D. from Cornell. His book Brokered Homeland, published by
Cornell University Press, is highly praised for the depth of
its ethnographic
research in two distinctive contexts and languages, linked
by the migration stream of Brazilians of Japanese descent who
seek their
livelihood in Japan. This book is recognized as a major achievement,
and he is uniformly praised by reviewers as a rising star
in anthropology and Japanese studies. He is a dedicated teacher,
particularly good
with mentoring individual students, and he has adopted new
teaching strategies such as community-based learning effectively.
He is highly
valued by his colleagues in the department, in Asian and
Asian American studies, in the College, and in the Five College
community.
Michelle
Stephens, assistant professor of English, received her B.A. in
English from Stony Brook and her master’s
degree and Ph.D. in American studies from Yale. She is a scholar
of great range and insight, “straddling a number of disciplinary
borders (among them literature, history, politics, feminist and
critical theory in general), complicating in original ways received
notions about nation and empire, race and identity.” She’s
given a number of talks and published a number of articles, and
forthcoming is her impressive book Black Empire: The Masculine
Global Imaginary of Caribbean Intellectuals in the United States,
1914 to 1962, from Duke University Press. Outside reviewers are
unequivocal about the strength and importance of her work. She
is also an outstanding teacher, highly sought after, who gets
hyperbolic teaching evaluations, and she’s deeply engaged
in the life of the department, of programs, and of the College.
Ying
Wang, assistant professor of Asian studies, is equally impressive.
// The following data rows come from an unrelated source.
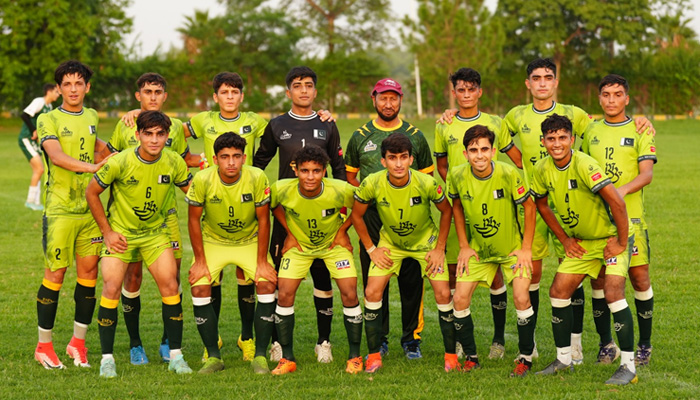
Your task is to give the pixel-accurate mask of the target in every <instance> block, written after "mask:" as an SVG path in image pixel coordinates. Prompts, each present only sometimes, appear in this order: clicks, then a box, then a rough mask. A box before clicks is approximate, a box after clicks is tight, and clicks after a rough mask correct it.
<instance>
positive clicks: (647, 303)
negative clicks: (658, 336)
mask: <svg viewBox="0 0 700 400" xmlns="http://www.w3.org/2000/svg"><path fill="white" fill-rule="evenodd" d="M634 304H635V306H636V307H637V324H638V325H639V344H640V345H644V346H651V322H652V319H653V316H654V297H652V298H650V299H649V300H637V299H634Z"/></svg>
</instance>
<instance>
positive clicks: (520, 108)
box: [503, 102, 592, 185]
She has a B.A. from Beijing Normal University,
an M.E.D. from
the University of South Carolina, and an M.A. and Ph.D. from
the University of Toronto. She has two distinct fields: Chinese
language and pedagogy and literature of the Ming and Qing
periods, and she is going full speed ahead both with a prolific
publication
and professional activity record. She is very highly praised
by outside reviewers for her scholarly contributions, and
she is an extremely effective teacher as well. Most impressive
is the way that she has single-handedly built up the Chinese
language
program, the retention rates she’s engendered, and how
valued she is by her students. And on the service side there’s
one word to describe her: entrepreneur. She is active on
the Asian studies committee, and busy with a number of
projects, including her recent shepherding of an exchange
program with
Beijing Language University. Clearly, this is just the
beginning of a stronghold of Chinese studies at Mount Holyoke.